"Everest" : Défier le toit du monde

Un grand film d’aventures, impressionnant mais un peu vide, sur une tragédie au sommet de l’Everest.

Hubert Heyrendt

Un grand film d’aventures, impressionnant mais un peu vide, sur une tragédie au sommet de l’Everest.

Porté par un casting solide emmené par Jason Clarke, Jake Gyllenhaal et Josh Brolin, "Everest" retrace deux expéditions himalayennes parallèles qui se soldèrent, le 10 mai 1996, par la mort de huit alpinistes dans une tempête de neige. Tourné en 3D dans des paysages à couper le souffle, "Everest" est un grand film d’aventures ultra-efficace, qui opte pour un réalisme forcené pour raconter cette tragédie qui a profondément marqué le monde de l’alpinisme.

Signé par l’Islandais Baltasar Kormákur (à qui l’on devait déjà "Survivre" en 2012, contant le périple d’un marin rescapé d’une tempête en mer), le film s’appuie sur le livre "Tragédie à l’Everest" ("Into Thin Air"), récit controversé que fit de l’expédition l’un des survivants, l’alpiniste et journaliste américain Jon Krakauer (Michael Kelly à l’écran), dont Sean Penn avait déjà adapté "Into the Wild" en 2007. A la différence de celui-ci, Kormákur ne cherche pas à donner à son récit une dimension spirituelle. Ce qui l’intéresse, ce sont les faits, rien que les faits. Pour les retracer, le cinéaste a également pu compter sur le témoignage, contradictoire, d’Anatoli Boukreev, guide kazakh héroïque durant la tragédie, décédé l’année suivante dans une ascension de l’Annapurna. Ce qu’il gagne en efficacité narrative, "Everest" le perd en un point de vue plus tranché sur les événements qu’il relate.

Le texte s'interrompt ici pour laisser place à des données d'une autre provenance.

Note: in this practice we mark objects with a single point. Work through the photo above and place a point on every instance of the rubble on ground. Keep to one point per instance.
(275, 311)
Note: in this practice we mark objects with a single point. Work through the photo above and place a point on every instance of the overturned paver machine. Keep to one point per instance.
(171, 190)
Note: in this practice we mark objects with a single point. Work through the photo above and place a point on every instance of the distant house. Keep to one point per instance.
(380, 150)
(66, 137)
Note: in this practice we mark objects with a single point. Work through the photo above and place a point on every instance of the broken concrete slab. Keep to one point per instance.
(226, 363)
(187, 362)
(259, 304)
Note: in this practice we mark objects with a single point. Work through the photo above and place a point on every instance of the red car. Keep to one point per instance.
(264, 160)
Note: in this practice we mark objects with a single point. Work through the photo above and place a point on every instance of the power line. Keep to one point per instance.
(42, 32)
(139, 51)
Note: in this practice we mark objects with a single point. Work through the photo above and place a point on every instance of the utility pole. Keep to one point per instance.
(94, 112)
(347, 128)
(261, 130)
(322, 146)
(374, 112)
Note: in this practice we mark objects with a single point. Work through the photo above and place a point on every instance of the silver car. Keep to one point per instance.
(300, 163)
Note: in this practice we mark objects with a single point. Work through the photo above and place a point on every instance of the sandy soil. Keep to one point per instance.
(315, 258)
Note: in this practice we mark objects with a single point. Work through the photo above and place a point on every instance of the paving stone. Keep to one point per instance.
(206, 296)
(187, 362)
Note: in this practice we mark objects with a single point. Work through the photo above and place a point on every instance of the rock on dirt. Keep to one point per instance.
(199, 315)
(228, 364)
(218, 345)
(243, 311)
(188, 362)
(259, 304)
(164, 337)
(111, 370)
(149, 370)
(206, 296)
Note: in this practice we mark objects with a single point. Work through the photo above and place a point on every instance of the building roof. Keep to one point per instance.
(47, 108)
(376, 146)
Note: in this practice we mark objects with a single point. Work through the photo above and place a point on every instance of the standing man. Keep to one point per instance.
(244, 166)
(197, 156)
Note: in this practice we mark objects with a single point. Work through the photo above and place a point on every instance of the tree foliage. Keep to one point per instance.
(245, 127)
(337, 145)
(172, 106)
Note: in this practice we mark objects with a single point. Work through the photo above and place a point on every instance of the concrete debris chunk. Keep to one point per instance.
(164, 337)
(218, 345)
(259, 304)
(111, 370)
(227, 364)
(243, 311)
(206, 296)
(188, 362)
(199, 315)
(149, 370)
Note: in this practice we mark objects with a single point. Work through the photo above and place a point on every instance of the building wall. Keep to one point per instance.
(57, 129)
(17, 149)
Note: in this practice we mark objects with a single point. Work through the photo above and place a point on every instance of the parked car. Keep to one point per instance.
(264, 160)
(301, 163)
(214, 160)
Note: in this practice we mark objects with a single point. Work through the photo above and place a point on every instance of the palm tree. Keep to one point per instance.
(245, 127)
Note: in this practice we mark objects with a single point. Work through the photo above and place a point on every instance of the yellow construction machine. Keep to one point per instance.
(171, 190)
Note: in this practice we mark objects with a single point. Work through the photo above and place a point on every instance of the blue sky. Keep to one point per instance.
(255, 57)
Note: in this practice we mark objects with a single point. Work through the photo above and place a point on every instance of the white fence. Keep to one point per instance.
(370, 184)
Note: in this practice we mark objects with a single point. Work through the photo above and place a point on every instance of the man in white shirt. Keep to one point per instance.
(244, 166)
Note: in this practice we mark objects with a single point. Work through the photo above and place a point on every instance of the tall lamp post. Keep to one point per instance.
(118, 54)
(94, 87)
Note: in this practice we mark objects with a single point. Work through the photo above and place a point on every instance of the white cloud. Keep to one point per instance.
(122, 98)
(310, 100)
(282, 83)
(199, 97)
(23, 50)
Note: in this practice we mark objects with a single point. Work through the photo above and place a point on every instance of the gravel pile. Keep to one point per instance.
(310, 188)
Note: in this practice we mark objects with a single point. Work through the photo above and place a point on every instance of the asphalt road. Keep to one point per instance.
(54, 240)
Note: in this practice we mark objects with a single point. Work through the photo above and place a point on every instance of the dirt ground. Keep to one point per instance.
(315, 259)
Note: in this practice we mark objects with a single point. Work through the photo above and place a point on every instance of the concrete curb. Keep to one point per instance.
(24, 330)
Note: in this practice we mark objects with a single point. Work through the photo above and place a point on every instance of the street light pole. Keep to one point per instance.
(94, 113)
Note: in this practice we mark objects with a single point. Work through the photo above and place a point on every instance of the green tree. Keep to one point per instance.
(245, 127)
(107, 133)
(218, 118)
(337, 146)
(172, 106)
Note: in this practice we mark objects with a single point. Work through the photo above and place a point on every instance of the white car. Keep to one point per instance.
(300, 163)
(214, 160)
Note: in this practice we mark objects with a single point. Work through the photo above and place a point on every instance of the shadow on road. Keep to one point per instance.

Vaincu pour la première fois le 29 mai 1953 par le Néo-Zélandais Edmund Hillary et son sherpa népalais Tenzing Norgay, l’Everest exerce sur tous les alpinistes de la planète une irrésistible force d’attraction. Y compris sur des aventuriers du dimanche ne possédant peut-être pas les qualités physiques requises pour tenter son ascension. Cette mortelle randonnée fut en effet organisée par la société Adventure Consultants, créée en 1992 par le Néo-Zélandais Rob Hall (campé par Jason Clarke). Contre la modique somme de 65 000 dollars, celle-ci se proposait d’emmener ses riches clients sur les plus hauts sommets de la planète… Egalement en cause, la société Mountain Madness de l’Américain Scott Fischer (Jake Gyllenhaal), elle aussi spécialisée dans ces ascensions commerciales… Cette privatisation de l’Himalaya comme cause principale de la catastrophe, c’est la thèse Krakauer, reprise, mais en filigrane seulement, par Kormákur.

Plutôt simpliste - notamment à travers les personnages ridicules de Keira Knightley et de Robin Wright, réduites aux rôles de faire-valoir attendant sagement le retour de leurs hommes à la maison -, ce film très hollywoodien ne développe pas assez les motivations de ces hommes et de ces femmes qui décidèrent de grimper les 8 448 mètres du toit du monde…

Sur un thème analogue de l’homme vaincu par une nature implacable, on se souvient du formidable documentaire de Werner Herzog "Grizzly Man", sur un jeune Américain tellement passionné par les ours qu’il finit dévoré par ceux-ci. Le cinéaste allemand posait, lui, un vrai regard sur la nature, dangereuse, inquiétante. Dans "Everest", celle-ci se contente d’être majestueuse, trop grande pour ces petites fourmis qui péchèrent par orgueil en pensant qu’ils pourraient la défier…

"Everest" : Défier le toit du monde
©DR

 Réalisation : Baltasar Kormákur. Photographie : Salvatore Totino. Musique : Dario Marianelli. Scénario : William Nicholson&Simon Beaufoy. Avec Jason Clarke, Jake Gyllenhaal, Josh Brolin, Robin Wright, Emily Watson, Keira Knightley, Sam Worthington… 2 h 01.